Seems odd that this isn't done more commonly but perhaps a dated assay now - folk at my uni have suggested just buying a kit.


you know, i just worry about the volume of the media. if you decide to go ahead with your own method, which is using the media, then you must realize even if you have secretion into media your test should be really sensitive to give you any reading. i mean to me it's like you are using a diluted sample and the machine can't detect anything. i'm not sure about your positive controls though...

i work with a virus. my cells produce the virus and release it into media. if i use the supernatant for reading or other test it won't show much activity, but we centrifuge the media at high speed and purify the virus and run tests on that. but in your case it is more complicated. i hope you understand what im trying to say.


Thanks for the help - it does make sense.
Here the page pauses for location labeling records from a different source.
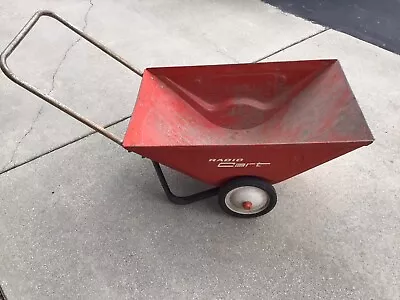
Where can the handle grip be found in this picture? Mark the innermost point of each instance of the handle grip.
(18, 39)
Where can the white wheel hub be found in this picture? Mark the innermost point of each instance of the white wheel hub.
(247, 200)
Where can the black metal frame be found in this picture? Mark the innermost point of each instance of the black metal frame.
(185, 199)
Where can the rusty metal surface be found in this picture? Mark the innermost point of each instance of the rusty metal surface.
(19, 38)
(272, 120)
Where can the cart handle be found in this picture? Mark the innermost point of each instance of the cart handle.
(18, 39)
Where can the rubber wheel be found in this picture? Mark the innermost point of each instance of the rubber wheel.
(247, 197)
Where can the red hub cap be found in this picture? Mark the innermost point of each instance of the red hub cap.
(247, 205)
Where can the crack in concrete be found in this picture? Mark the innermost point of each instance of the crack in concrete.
(53, 79)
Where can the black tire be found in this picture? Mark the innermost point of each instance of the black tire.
(250, 182)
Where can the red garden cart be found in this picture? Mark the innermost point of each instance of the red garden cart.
(238, 127)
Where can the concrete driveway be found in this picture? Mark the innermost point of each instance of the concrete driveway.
(80, 218)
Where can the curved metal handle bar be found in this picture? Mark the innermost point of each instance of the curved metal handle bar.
(18, 39)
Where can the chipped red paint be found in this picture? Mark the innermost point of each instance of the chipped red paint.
(277, 119)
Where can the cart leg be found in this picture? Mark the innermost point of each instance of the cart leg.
(186, 199)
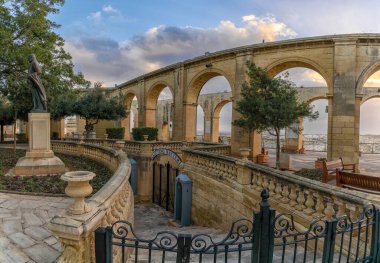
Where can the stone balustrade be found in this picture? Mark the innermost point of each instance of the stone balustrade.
(113, 202)
(242, 181)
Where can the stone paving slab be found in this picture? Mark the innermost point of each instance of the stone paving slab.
(24, 236)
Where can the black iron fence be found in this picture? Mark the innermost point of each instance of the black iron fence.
(268, 238)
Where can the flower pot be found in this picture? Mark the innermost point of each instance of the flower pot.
(262, 158)
(244, 152)
(78, 187)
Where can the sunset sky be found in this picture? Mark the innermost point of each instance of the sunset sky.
(114, 41)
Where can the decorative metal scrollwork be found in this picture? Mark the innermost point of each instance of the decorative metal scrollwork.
(164, 240)
(241, 232)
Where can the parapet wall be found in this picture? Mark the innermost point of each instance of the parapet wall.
(113, 202)
(226, 189)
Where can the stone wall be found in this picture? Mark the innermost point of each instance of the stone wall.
(113, 202)
(226, 189)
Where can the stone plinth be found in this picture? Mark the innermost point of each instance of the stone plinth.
(39, 159)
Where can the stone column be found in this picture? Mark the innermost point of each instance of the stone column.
(239, 137)
(344, 121)
(126, 122)
(150, 117)
(39, 159)
(293, 140)
(207, 127)
(145, 173)
(190, 121)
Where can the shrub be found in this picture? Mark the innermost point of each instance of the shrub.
(115, 133)
(21, 137)
(138, 133)
(54, 136)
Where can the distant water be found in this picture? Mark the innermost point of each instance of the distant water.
(318, 142)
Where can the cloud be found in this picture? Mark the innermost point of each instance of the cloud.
(104, 59)
(109, 9)
(95, 17)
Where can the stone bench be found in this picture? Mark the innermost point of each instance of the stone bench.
(359, 182)
(330, 167)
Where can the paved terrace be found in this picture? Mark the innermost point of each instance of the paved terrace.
(24, 236)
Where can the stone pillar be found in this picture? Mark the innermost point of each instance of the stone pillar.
(39, 159)
(344, 120)
(293, 140)
(125, 122)
(207, 127)
(240, 138)
(190, 121)
(145, 173)
(150, 118)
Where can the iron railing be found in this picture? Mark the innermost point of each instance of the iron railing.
(266, 239)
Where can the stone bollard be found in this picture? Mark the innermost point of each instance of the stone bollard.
(78, 187)
(244, 152)
(119, 145)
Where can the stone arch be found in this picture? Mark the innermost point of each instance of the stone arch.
(154, 92)
(151, 118)
(366, 98)
(311, 100)
(293, 62)
(198, 81)
(215, 120)
(191, 97)
(366, 74)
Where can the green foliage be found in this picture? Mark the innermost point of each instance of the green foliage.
(137, 133)
(270, 104)
(94, 105)
(115, 133)
(25, 29)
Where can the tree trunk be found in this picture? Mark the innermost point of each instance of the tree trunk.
(277, 150)
(14, 131)
(2, 133)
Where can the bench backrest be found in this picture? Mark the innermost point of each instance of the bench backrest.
(365, 182)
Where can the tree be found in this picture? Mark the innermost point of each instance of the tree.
(6, 117)
(25, 29)
(94, 105)
(270, 104)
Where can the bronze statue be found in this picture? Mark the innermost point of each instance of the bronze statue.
(38, 91)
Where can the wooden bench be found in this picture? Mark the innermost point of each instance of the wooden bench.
(329, 169)
(359, 182)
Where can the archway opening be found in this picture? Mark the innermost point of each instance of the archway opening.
(212, 98)
(369, 130)
(222, 122)
(311, 87)
(131, 121)
(164, 114)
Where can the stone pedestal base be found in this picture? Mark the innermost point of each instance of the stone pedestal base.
(40, 159)
(39, 166)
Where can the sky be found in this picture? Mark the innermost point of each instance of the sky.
(114, 41)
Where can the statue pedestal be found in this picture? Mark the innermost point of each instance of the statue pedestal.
(39, 159)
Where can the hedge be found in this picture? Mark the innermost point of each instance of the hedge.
(115, 133)
(137, 133)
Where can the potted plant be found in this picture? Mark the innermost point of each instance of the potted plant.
(263, 157)
(319, 163)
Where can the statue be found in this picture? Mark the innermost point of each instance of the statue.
(38, 91)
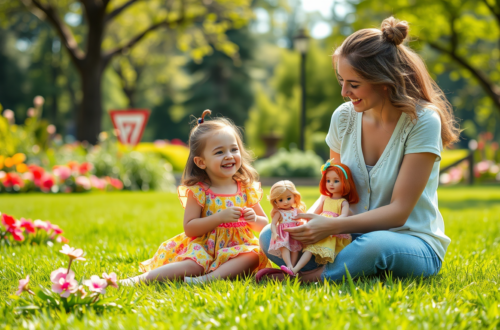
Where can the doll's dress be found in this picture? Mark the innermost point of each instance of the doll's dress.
(284, 239)
(226, 241)
(327, 249)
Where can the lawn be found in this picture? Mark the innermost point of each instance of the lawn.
(117, 230)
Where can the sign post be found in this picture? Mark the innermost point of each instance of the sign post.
(130, 124)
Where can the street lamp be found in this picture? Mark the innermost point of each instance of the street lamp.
(301, 43)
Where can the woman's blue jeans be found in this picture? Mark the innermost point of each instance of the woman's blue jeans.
(371, 254)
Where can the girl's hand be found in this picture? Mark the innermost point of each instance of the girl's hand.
(231, 214)
(249, 214)
(317, 228)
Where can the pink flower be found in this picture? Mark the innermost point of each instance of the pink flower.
(63, 172)
(59, 273)
(97, 284)
(8, 221)
(81, 291)
(85, 168)
(23, 285)
(56, 229)
(65, 285)
(46, 182)
(84, 182)
(111, 279)
(28, 225)
(72, 253)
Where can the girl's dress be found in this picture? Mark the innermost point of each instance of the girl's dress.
(225, 242)
(327, 249)
(284, 239)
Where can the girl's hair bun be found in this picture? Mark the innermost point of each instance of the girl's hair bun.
(394, 30)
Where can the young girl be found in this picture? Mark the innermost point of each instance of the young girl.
(221, 202)
(337, 184)
(286, 202)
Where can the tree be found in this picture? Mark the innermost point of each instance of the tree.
(198, 24)
(465, 34)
It's useful that you are concluding the same thing as me - that the LDH is so dilute that it cannot be picked up in the assay. Yes it is a bit strange that the positive control doesn't work. It's a technique we use loads to test for products like superoxide in the supernatant (via a colorimetric assay) and also for cytokine production but these are picked up by sandwich elisa.

Will investigate the kits, but might have the same problem there!